Sainsbury’s festive sales slip as demand for toys and games falls | Business News


Sainsbury’s has reported a fall in sales over the Christmas quarter as lower demand for toys and games offset the popularity of festive party food and a sell-out range of novelty jumpers.

The supermarket group, which also includes retailer Argos, said like-for-like sales for the 15 weeks to 4 January were down 0.7% on the same period last year.

Its Christmas trading update comes a day after industry data showed customers tightening their belts over the festive period, with supermarket sales growing at the slowest pace since 2015 in retail’s so-called “golden quarter”.

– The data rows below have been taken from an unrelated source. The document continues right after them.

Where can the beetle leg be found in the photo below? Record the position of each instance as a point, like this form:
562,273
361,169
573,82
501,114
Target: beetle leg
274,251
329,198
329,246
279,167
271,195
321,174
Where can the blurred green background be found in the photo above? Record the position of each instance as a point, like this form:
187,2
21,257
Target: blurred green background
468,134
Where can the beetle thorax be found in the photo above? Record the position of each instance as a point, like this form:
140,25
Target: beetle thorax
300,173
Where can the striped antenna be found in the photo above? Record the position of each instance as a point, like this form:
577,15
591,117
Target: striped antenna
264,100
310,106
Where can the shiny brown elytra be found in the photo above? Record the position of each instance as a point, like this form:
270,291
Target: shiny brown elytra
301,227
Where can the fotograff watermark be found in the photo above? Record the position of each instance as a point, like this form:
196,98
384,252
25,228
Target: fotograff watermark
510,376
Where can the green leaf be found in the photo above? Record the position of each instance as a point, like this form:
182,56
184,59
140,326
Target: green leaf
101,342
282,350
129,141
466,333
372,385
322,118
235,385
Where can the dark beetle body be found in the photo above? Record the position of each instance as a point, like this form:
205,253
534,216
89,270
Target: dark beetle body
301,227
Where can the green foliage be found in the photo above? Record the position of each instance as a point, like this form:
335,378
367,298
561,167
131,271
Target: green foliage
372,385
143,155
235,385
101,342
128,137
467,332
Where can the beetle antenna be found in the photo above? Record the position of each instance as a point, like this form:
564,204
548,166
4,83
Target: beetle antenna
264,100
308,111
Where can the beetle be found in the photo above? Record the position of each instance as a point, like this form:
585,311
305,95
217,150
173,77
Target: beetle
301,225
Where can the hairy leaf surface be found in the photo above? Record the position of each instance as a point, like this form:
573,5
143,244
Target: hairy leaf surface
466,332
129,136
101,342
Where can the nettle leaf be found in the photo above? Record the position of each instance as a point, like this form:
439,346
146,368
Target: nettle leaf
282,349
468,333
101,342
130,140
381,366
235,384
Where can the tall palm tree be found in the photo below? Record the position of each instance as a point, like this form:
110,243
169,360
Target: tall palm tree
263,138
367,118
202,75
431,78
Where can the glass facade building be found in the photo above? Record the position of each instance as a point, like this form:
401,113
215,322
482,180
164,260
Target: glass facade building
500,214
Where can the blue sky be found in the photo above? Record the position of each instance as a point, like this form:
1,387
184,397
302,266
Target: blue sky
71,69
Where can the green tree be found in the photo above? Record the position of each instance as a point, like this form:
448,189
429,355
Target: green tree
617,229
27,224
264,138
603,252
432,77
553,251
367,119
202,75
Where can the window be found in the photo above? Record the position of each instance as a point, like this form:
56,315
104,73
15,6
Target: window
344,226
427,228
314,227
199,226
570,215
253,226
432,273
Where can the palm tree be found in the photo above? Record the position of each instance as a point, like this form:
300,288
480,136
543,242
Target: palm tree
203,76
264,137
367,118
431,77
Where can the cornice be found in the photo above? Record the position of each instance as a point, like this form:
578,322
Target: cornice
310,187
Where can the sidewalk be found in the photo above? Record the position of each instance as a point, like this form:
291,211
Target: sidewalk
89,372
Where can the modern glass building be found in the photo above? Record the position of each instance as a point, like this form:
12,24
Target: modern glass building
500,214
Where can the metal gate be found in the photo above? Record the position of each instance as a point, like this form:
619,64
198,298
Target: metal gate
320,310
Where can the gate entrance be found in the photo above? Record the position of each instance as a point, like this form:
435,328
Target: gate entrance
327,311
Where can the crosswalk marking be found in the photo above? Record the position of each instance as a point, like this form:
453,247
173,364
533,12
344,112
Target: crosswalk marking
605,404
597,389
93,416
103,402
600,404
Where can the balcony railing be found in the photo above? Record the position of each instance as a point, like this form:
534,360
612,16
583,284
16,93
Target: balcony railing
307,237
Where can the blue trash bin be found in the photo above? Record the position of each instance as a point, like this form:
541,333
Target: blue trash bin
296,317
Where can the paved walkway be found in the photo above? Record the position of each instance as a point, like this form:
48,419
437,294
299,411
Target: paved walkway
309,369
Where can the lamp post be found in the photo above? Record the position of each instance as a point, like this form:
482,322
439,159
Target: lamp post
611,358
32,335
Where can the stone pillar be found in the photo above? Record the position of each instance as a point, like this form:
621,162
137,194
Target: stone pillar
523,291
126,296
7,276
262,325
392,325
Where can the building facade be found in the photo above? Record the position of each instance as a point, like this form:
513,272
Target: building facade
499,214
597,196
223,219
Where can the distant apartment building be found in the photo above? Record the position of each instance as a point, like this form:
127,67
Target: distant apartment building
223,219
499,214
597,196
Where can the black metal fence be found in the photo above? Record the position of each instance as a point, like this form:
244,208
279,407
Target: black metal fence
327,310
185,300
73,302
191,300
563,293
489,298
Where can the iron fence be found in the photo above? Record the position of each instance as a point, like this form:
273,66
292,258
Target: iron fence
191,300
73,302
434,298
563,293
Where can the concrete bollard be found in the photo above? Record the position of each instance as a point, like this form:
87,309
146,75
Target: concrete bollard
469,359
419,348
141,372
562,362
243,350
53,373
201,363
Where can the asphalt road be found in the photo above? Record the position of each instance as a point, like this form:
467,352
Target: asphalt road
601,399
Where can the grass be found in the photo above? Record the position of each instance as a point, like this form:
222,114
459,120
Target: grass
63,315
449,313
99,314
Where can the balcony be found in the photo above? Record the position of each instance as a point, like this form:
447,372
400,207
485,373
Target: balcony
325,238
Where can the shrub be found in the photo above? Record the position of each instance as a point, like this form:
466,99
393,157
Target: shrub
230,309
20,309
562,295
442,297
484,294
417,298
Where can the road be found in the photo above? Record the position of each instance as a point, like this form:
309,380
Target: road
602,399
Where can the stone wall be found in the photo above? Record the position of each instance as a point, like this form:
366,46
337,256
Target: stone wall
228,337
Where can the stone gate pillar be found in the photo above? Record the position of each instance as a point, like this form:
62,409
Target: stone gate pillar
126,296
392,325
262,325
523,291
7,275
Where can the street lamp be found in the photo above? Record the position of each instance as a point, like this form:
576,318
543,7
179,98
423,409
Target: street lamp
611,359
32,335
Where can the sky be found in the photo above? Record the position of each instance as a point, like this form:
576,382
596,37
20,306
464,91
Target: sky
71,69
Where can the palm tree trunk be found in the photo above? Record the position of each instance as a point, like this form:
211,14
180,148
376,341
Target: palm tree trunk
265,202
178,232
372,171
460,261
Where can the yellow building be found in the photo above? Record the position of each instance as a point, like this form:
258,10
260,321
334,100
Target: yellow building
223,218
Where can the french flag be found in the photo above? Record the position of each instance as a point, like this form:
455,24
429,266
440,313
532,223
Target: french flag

Sainsbury’s third quarter sales figure was its fifth decline in a row and worse than the 0.2% downturn seen in the second quarter.

The company said: “Retail markets remain highly competitive and promotional and the consumer outlook continues to be uncertain.”

Sainsbury’s said that total grocery sales for the period rose 0.4%, helped by £9 turkey crowns and Christmas party food as well as greater demand for its premium “taste the difference” products.

Sainsbury’s chief executive Mike Coupe’s strategy has been under the spotlight

Reflecting the tough competition in the sector, it also said it was cutting the price on popular products during January including apples, mangoes and avocados.

There was a mixed picture for its non-food offerings over the festive period.

Argos had its biggest Black Friday to date but over the whole quarter general merchandise sales were down by 3.9%.

However Sainsbury’s clothing sales grew by 4.4%, with womenswear including novelty Christmas jumpers proving particularly popular.

Chief executive Mike Coupe said: “The colder weather helped to deliver strong clothing sales in the quarter and our Christmas party and gifting ranges were all popular with customers.

“Argos outperformed the market in consumer electronics, but the toy and gaming markets declined year on year.”

Mr Coupe’s strategy has been under the spotlight after its planned merger with Argos was blocked by competition regulators.

Sainsbury’s, like its “big four” supermarket rivals Tesco, Asda and Morrisons, has been continuing to lose ground to discount rivals Aldi and Lidl.

But delivering the Christmas update, Mr Coupe insisted there was a “real sense of momentum” about the business with investment in stores and improvements to service and availability.